The time has finally come for us to go to bed. I thought the day would never end. We collect our bedding from the other room and set ourselves up in the middle of the living room. One of the mats is thinner than all the others—the one I slept on last night. I secretly hope someone else gets stuck with it.

“I’ll sleep here tonight,” Harmeet says, pointing to the thin mat. “I had one of the thicker ones last night.”

“Thomas. This,” Junior says, pointing to the outside edge of the communal bed. Tom moves to his assigned position. Junior points to the place next to Tom. “Doctor. This nam,” he says. I end up next to Norman—on the thin mat. Of course, I think. That’s what happens when you want something too much. We settle into our places and Junior uses three narrow blankets to cover us. Harmeet and Tom, on the outside, are barely covered.

“I have something I’d like to say,” Norman whispers. Harmeet and Tom move closer in order to hear. He wants us to pass a message on to his wife, in case we are separated and the Canadians are released first. He chokes up, fights to get the words out. Four things, he says. He’s sorry for what’s happened, he asks for her forgiveness, he loves her, and he thanks her for forty good years.

“What this!” we hear. We look up from our huddle.
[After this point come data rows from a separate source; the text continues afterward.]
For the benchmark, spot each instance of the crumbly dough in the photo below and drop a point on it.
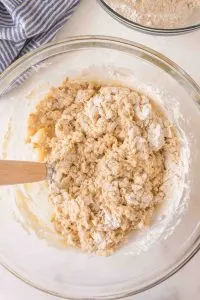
(109, 146)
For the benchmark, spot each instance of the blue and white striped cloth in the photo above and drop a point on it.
(27, 24)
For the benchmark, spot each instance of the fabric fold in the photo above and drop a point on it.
(26, 25)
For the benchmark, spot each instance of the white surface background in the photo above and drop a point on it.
(90, 18)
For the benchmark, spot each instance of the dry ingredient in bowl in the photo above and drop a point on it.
(165, 14)
(112, 149)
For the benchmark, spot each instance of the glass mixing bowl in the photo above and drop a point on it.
(193, 23)
(28, 248)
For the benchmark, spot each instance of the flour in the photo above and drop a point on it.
(164, 14)
(112, 155)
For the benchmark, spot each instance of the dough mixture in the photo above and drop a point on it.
(112, 148)
(166, 14)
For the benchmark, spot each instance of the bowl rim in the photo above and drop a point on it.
(146, 29)
(6, 78)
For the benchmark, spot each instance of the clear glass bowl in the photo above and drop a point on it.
(27, 248)
(192, 24)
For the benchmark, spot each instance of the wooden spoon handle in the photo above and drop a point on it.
(14, 172)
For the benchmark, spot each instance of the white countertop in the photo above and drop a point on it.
(90, 18)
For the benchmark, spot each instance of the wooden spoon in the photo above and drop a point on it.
(15, 172)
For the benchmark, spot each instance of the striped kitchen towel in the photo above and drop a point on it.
(27, 24)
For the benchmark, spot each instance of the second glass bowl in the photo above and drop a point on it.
(66, 272)
(192, 24)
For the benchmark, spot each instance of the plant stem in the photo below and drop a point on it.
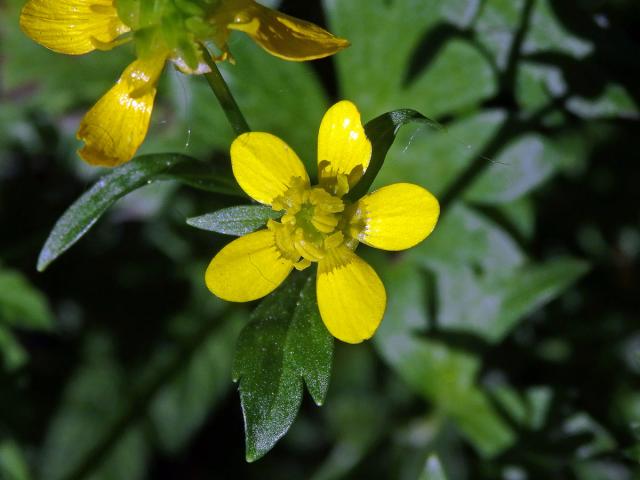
(224, 96)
Junior is standing over us with his hands on his hips.

“I was just talking about my wife,” Norman says.

“Norman’s madam,” Tom says.

Junior’s eyes narrow. “No talk! Nam! Nam!” He turns out the light. I lie on my back and watch the television’s blue light flicker on the ceiling.

I must have fallen asleep. The next thing I know, the lights are on and Junior is shouting “La firar! La firar!” as he tears the blankets away.

“What’s going on?” I say, completely bewildered.

“Shut up!” Junior says. He slaps me in the face and grabs my handcuffs. He locks my right hand to Harmeet and my left to Norman. The ratchet bites into my wrist so hard I can’t close my hand. “Amriki mozane. La firar,” I hear him say, his voice full of loathing.

Great Big Man locks a chain around the wooden arm of the couch and then around Tom’s wrist. This outrages me. We’re not dogs! Junior gives us another angry blast and throws the blankets over our heads. The lights go out and the television falls silent. The captors converse in low voices as they settle into their places.

I replay the events over and over in my mind. La firar, he said. “No escape.” Did he think one of us was trying to escape? Harmeet and Norman certainly hadn’t tried anything. Had Tom? That was very unlikely. Junior must’ve been spooked, either by our mimicking of the handcuff escape scene, Norman’s whispered message, or both. It makes me realize that the simplest misunderstanding could be a death sentence.

I can’t sleep for all the pounding in my ears. Is it fear or rage? Rage. A screaming hurricane of it. I want out. I want this to end. This and the mad, stupefying, demonic waste of war that’s put all of this in motion. I want it all to end right now.

When I’m sure the captors are asleep, I tilt my head back and use my chin to fold the blanket down. It takes me several tries but I eventually manage to push it off my face. Calmed by this tiny act of defiance, the storm of rage passes and I gird myself for the long night ahead.